Tag 6. Kühl, windig und später heftige Regenschauer.
Das Ziel ist heute Jossa. Da das Gasthaus schon von früher bekannt ist, wird das Zimmer schon morgens gebucht. Das Fahren ist nur zeitweise angenehm und bis Fulda noch nach Plan. Später folge ich dann einer als richtig angenommenen falschen Fahrradroute.
Nach Befragung eines Anwohners in Steinau ist der Irrtum schnell klar. Jetzt hätte ich im Regen und bei heftiger Steigung noch 18 km Umweg fahren müssen. Der Versuch scheitert. Nach wenigen Minuten ist der Akku leer. Zum Glück lässt es sich nach Steinau zurückrollen.
Der Ort hat zwar ein Tourismusbüro, aber kein Hotel. Schließlich wird ein Taxi gerufen und mit viel Glück auch bekommen. Das Rad und Gepäck passen hinein, und es geht mit dem Taxi im Regen nach Jossa. 82 km mit dem Rad + 18 km mit Auto. Abends schon wieder Schnitzel. Gibt nix anderes.

7.Tag. Kühl aber trocken.
Durchs schöne Sinntal und ab Gemünden dann auf dem Mainradweg bis Würzburg 75km.
Insgesamt leichtes Fahren. Hotel direkt im Zentrum (mit Fahrstuhl) Abends im Juliusspital gespeist und schönen Frankenwein genossen. Das Minimalziel ist erreicht.

Die Wetteraussichten für die nächsten Tage sind nicht gut und mein Wochenausflug mit 636 km wird spontan beendet.

Diese eine Woche mit täglich mindestens 6 Stunden in Bewegung tut der Seele gut. Man reduziert seine Probleme auf Wesentliches: Hab ich genug zu trinken, hält das Wetter, bekomme ich Quartier. Die Weltprobleme sind ausgeblendet, die Gedanken sind meditationsähnlich und es besteht eine ständige Konzentration auf den eigenen Körper. Man nimmt bewußt die allmählichen Veränderungen der Landschaft und des Stils wahr. Vom Backstein zum Fachwerk, vom Protestantischen zum Katholischen, vom Bier zum Wein.

Fazit: Es war wieder da, das Gefühl, ein Abenteuer zu bestehen, die Freude, an frischer Luft durch schöne Landschaften zu radeln, der Stolz in manchen Situationen, den inneren Schweinehund zu besiegen und überhaupt den Willen gehabt zu haben, das noch einmal zu schaffen.

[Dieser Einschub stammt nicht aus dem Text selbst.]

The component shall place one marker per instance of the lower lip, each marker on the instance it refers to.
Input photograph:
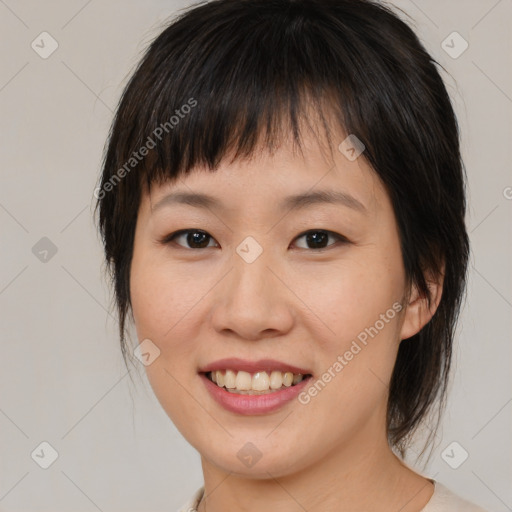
(253, 404)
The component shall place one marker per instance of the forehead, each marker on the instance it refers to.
(285, 180)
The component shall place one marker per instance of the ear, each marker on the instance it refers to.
(417, 313)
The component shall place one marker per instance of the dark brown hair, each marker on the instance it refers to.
(247, 68)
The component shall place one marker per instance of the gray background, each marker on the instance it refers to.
(62, 379)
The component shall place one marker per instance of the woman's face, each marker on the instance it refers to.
(251, 285)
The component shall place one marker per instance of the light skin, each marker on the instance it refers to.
(293, 303)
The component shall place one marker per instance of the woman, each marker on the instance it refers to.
(282, 208)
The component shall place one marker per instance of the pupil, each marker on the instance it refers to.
(198, 238)
(317, 238)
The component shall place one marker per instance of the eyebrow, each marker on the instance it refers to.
(292, 203)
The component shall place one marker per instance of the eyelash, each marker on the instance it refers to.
(171, 237)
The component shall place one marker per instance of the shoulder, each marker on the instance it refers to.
(192, 504)
(444, 500)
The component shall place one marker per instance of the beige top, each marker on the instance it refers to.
(443, 500)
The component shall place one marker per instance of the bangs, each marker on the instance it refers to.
(228, 91)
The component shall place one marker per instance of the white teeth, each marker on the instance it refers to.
(259, 382)
(243, 381)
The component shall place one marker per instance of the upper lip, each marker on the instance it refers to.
(234, 363)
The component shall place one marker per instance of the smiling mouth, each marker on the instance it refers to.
(258, 383)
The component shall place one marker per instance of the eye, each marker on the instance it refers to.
(199, 239)
(318, 238)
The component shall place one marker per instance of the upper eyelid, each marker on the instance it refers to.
(172, 236)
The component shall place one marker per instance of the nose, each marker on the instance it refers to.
(253, 301)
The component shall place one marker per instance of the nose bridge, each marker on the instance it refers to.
(252, 299)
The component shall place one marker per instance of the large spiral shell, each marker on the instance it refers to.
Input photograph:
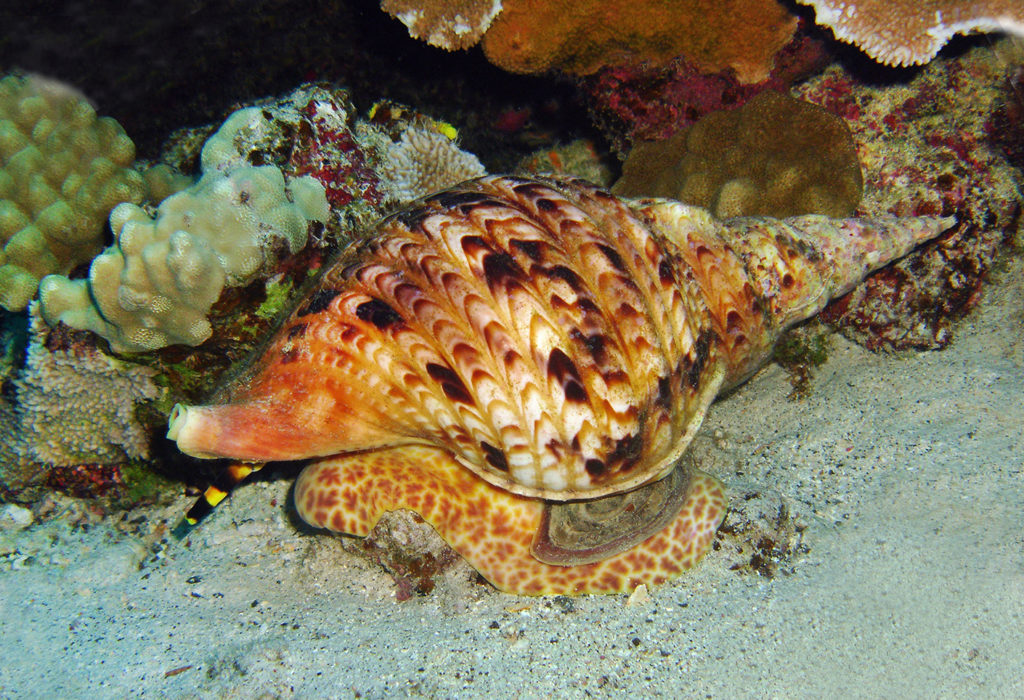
(557, 341)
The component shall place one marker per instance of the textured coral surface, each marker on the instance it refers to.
(61, 171)
(450, 25)
(775, 157)
(926, 147)
(531, 36)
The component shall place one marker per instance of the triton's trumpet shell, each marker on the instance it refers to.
(551, 339)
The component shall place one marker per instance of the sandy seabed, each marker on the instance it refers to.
(901, 477)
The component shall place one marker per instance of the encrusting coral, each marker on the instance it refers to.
(927, 146)
(911, 32)
(61, 171)
(531, 36)
(774, 157)
(157, 285)
(72, 405)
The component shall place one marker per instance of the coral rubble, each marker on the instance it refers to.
(72, 405)
(452, 25)
(532, 36)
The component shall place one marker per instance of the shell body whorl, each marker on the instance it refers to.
(559, 342)
(535, 330)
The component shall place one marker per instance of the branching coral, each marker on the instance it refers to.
(531, 36)
(773, 157)
(61, 171)
(450, 25)
(911, 32)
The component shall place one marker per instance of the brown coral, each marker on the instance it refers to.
(581, 36)
(450, 25)
(774, 157)
(911, 32)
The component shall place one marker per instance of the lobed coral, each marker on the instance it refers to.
(911, 32)
(156, 286)
(774, 157)
(72, 405)
(532, 36)
(414, 155)
(61, 171)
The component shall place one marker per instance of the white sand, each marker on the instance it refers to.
(907, 580)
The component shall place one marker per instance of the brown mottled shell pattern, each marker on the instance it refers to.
(537, 331)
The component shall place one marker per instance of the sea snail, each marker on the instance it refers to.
(522, 361)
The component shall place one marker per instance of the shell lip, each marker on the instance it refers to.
(586, 532)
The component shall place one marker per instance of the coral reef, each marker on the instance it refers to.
(911, 32)
(424, 161)
(61, 171)
(71, 405)
(532, 36)
(157, 285)
(925, 148)
(452, 25)
(544, 341)
(578, 158)
(631, 103)
(774, 157)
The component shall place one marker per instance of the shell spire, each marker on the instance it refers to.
(761, 275)
(557, 341)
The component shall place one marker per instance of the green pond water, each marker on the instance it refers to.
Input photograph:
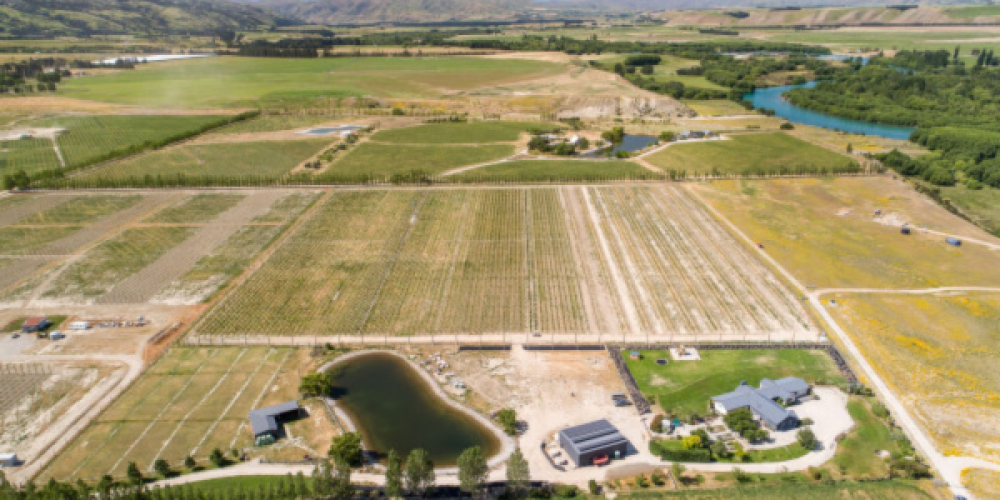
(394, 407)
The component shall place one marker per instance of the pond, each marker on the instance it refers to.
(393, 406)
(771, 98)
(630, 143)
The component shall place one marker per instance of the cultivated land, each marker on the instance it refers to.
(190, 402)
(85, 139)
(938, 351)
(608, 262)
(746, 154)
(683, 388)
(826, 232)
(131, 248)
(242, 81)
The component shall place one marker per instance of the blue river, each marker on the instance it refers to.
(770, 98)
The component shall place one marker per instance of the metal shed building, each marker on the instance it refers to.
(586, 442)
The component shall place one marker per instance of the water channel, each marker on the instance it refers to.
(394, 406)
(771, 98)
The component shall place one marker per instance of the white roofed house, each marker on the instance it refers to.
(766, 403)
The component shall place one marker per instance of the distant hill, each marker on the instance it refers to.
(49, 18)
(399, 11)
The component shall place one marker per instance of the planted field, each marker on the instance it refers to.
(227, 82)
(456, 133)
(938, 352)
(385, 160)
(572, 260)
(161, 247)
(87, 139)
(192, 401)
(684, 388)
(555, 171)
(244, 159)
(747, 154)
(826, 232)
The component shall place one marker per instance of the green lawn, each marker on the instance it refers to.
(745, 154)
(557, 171)
(248, 82)
(384, 159)
(685, 387)
(456, 133)
(269, 159)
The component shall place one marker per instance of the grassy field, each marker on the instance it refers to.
(245, 82)
(556, 170)
(746, 154)
(385, 160)
(939, 353)
(982, 206)
(685, 388)
(456, 133)
(797, 221)
(190, 402)
(268, 159)
(87, 138)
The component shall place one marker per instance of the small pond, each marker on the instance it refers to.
(330, 130)
(630, 143)
(394, 407)
(771, 98)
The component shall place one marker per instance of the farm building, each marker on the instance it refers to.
(764, 402)
(594, 443)
(35, 324)
(267, 421)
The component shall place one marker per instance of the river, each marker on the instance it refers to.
(771, 98)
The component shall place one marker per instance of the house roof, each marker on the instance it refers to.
(265, 420)
(592, 436)
(761, 401)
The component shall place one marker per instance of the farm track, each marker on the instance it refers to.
(144, 285)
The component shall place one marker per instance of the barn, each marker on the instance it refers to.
(594, 443)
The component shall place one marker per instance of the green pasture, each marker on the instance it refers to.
(556, 171)
(684, 388)
(745, 153)
(456, 133)
(226, 82)
(270, 159)
(382, 159)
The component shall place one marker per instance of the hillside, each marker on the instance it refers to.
(400, 11)
(49, 18)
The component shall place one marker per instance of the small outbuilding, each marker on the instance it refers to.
(9, 460)
(267, 421)
(35, 324)
(595, 443)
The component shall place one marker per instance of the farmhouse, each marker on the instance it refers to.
(35, 324)
(765, 402)
(267, 421)
(595, 443)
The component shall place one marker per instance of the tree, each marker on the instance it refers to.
(472, 469)
(806, 438)
(394, 475)
(161, 467)
(134, 474)
(316, 384)
(217, 458)
(419, 473)
(508, 420)
(518, 473)
(347, 447)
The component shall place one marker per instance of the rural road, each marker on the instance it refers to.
(949, 468)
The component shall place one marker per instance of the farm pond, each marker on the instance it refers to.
(394, 406)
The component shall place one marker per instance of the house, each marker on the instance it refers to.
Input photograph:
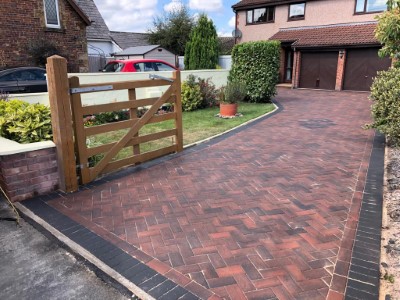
(98, 35)
(326, 44)
(149, 52)
(130, 39)
(32, 29)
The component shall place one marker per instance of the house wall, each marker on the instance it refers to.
(164, 55)
(23, 23)
(324, 12)
(28, 170)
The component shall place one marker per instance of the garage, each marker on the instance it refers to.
(318, 70)
(361, 67)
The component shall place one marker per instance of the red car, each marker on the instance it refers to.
(138, 65)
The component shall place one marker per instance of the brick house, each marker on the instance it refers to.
(34, 24)
(326, 44)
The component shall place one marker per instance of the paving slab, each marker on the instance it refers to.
(269, 211)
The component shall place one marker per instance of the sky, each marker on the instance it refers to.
(138, 15)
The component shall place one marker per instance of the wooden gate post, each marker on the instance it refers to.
(61, 120)
(178, 110)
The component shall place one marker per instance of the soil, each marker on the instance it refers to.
(390, 253)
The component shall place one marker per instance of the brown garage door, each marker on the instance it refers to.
(361, 67)
(318, 70)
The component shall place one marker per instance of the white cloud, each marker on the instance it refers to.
(174, 5)
(206, 5)
(127, 15)
(232, 22)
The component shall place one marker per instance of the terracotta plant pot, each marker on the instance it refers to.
(227, 109)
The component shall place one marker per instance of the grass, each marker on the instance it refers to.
(197, 125)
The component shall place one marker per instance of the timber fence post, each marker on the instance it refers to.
(61, 120)
(178, 110)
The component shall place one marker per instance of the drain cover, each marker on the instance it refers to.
(316, 123)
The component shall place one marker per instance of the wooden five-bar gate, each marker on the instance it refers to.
(70, 133)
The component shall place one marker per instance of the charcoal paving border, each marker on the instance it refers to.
(364, 274)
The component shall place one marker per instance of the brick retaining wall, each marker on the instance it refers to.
(28, 174)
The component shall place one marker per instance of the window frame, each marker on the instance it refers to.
(267, 8)
(365, 9)
(297, 18)
(57, 26)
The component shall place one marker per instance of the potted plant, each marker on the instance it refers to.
(230, 95)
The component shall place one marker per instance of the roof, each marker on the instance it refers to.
(141, 50)
(130, 39)
(98, 29)
(254, 3)
(352, 34)
(80, 12)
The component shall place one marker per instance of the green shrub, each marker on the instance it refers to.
(106, 117)
(233, 92)
(25, 123)
(385, 94)
(257, 65)
(191, 95)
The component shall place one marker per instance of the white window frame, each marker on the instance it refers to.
(58, 16)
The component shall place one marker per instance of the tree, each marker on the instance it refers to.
(202, 49)
(388, 30)
(172, 30)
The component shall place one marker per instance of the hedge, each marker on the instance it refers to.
(257, 65)
(385, 94)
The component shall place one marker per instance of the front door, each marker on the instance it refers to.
(288, 72)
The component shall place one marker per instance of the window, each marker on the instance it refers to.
(260, 15)
(51, 13)
(366, 6)
(296, 11)
(113, 67)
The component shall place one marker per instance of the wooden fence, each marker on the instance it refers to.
(66, 101)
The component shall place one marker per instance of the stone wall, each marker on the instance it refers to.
(23, 24)
(28, 174)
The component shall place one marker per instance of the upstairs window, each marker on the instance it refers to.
(297, 11)
(51, 13)
(260, 15)
(369, 6)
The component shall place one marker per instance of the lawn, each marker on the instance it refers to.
(197, 125)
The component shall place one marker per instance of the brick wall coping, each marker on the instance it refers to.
(8, 147)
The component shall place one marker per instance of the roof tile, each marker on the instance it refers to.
(328, 36)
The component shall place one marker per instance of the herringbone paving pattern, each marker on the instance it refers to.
(269, 212)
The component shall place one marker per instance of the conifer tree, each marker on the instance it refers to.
(202, 48)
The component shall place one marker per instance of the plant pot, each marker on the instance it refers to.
(227, 109)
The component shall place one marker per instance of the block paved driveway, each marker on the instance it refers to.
(268, 212)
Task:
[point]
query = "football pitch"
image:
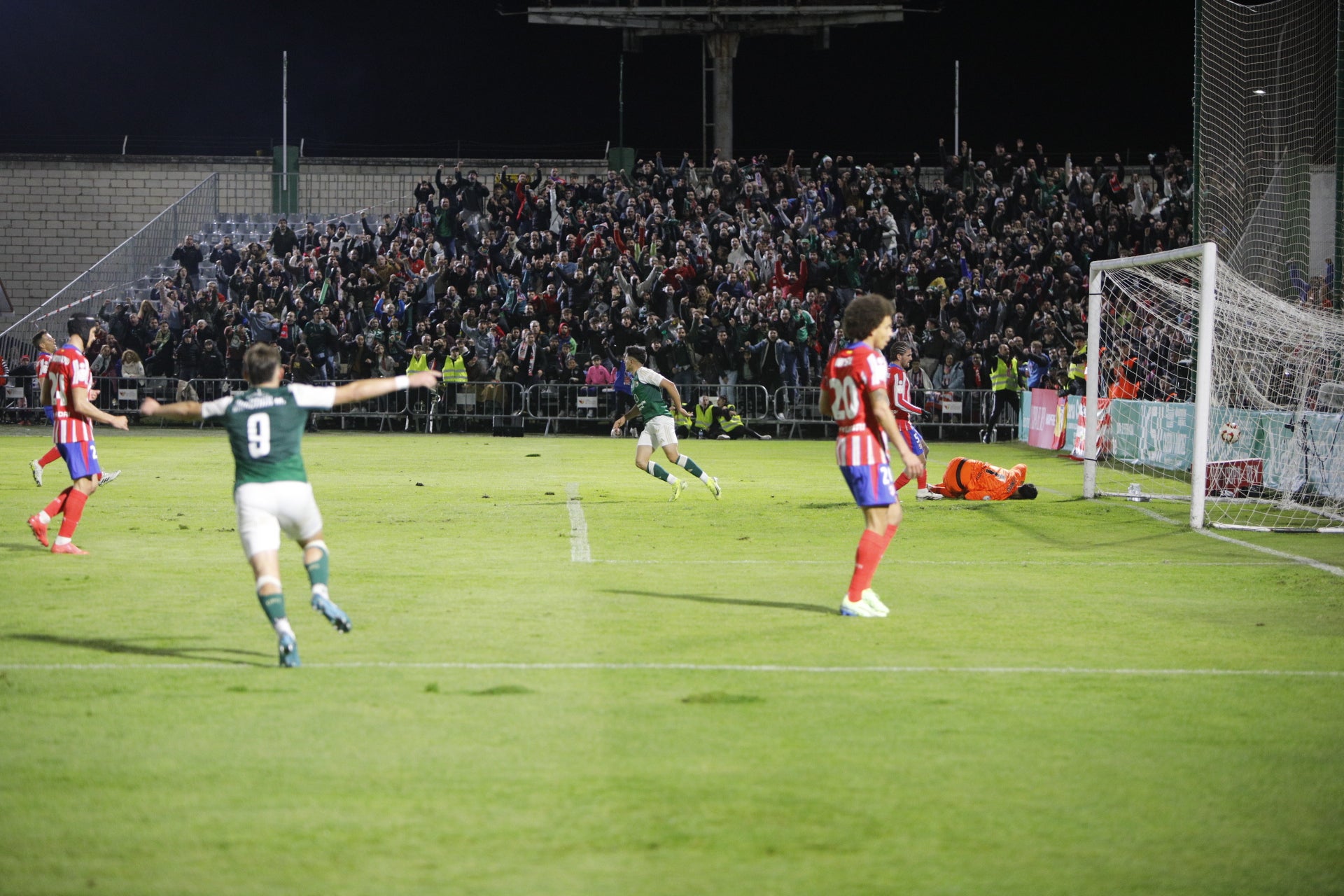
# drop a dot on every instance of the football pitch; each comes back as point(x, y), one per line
point(561, 682)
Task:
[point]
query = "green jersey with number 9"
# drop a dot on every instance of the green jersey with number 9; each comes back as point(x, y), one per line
point(265, 429)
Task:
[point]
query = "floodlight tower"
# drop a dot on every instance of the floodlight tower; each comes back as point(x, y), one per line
point(721, 24)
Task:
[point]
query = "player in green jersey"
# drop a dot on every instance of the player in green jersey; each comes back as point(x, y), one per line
point(272, 492)
point(647, 387)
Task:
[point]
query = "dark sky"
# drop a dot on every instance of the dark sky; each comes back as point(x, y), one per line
point(204, 78)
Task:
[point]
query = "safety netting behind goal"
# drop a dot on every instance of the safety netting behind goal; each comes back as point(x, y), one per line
point(1266, 115)
point(1276, 421)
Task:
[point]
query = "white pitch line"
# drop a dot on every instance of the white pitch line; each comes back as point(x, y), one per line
point(694, 666)
point(1285, 555)
point(974, 564)
point(580, 551)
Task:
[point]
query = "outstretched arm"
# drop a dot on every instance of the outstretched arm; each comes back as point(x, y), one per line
point(81, 405)
point(881, 412)
point(670, 387)
point(175, 412)
point(365, 390)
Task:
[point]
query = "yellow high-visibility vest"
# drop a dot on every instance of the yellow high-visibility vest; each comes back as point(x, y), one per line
point(454, 370)
point(1003, 375)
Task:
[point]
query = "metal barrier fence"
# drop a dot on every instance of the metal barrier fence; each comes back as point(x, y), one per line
point(571, 403)
point(457, 405)
point(948, 414)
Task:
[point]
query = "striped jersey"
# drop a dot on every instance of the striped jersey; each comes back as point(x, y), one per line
point(898, 388)
point(66, 371)
point(851, 375)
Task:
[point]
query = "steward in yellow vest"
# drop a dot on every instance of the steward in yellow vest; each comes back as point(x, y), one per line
point(704, 416)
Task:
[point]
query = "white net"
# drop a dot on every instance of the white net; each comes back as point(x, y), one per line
point(1265, 149)
point(1276, 428)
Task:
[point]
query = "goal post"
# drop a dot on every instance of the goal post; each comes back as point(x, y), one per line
point(1208, 257)
point(1208, 388)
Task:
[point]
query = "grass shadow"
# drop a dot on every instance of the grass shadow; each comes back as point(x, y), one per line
point(111, 645)
point(732, 602)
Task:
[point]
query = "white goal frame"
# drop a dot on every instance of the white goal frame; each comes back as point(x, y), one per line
point(1208, 255)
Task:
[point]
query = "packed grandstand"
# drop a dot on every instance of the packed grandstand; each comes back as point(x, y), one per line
point(733, 273)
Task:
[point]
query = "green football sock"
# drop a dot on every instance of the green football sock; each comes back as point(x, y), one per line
point(660, 473)
point(273, 605)
point(692, 468)
point(319, 570)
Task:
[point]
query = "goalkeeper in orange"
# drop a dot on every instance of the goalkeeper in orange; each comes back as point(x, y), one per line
point(980, 481)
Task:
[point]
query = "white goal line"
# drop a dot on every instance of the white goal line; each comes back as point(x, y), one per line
point(696, 666)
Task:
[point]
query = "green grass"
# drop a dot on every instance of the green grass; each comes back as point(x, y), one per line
point(194, 766)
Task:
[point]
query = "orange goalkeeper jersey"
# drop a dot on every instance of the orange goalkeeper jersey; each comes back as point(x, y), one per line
point(979, 481)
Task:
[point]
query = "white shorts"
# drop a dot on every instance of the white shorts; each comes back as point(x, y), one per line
point(268, 508)
point(659, 431)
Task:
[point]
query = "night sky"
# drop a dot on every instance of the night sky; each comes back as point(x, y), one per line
point(204, 78)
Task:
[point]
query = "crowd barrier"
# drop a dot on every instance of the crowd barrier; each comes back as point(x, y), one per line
point(792, 410)
point(556, 403)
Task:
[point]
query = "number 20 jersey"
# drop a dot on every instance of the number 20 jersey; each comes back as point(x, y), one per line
point(265, 429)
point(851, 374)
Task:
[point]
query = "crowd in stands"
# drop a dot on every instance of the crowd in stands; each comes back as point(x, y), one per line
point(729, 272)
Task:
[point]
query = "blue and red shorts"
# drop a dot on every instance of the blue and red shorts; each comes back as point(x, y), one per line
point(81, 458)
point(872, 485)
point(911, 434)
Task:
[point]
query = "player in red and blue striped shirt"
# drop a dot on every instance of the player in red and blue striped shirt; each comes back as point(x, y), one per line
point(66, 388)
point(854, 393)
point(898, 386)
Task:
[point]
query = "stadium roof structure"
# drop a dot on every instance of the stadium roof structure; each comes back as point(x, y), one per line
point(721, 27)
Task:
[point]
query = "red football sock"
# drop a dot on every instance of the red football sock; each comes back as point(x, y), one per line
point(74, 508)
point(886, 538)
point(59, 501)
point(866, 561)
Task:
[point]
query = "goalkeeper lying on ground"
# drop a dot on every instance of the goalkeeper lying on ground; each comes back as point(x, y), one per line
point(979, 481)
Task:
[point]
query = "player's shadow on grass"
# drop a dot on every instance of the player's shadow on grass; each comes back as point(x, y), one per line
point(733, 602)
point(109, 645)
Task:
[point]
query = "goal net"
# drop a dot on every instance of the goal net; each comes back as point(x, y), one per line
point(1268, 93)
point(1214, 391)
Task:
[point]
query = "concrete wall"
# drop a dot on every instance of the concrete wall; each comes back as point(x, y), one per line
point(61, 214)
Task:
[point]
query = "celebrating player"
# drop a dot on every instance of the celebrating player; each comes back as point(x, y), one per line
point(272, 492)
point(46, 346)
point(898, 386)
point(66, 390)
point(659, 426)
point(854, 391)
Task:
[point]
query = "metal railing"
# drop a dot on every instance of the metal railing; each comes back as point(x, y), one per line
point(949, 415)
point(577, 403)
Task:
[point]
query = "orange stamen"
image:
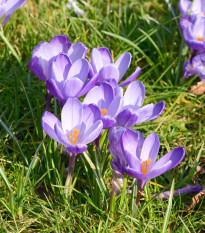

Bei zeitweiligen Gesprächen mit Passanten, die nach dem Weg gefragt wurden, tauchte zunächst die Frage auf nach dem Woher und Wohin und dann folgte fast immer die Frage „Darf ich fragen, wie alt Sie sind?“
Die darauf folgenden Kommentare schwankten zwischen „Sie sind ja verrückt“, „Warum tun Sie sich das an“ und „Ne, das wär nix für mich“
Wenn man will, kann man das auch als indirekte Bewunderung verstehen. Jedenfalls trug es zur weiteren Motivation bei.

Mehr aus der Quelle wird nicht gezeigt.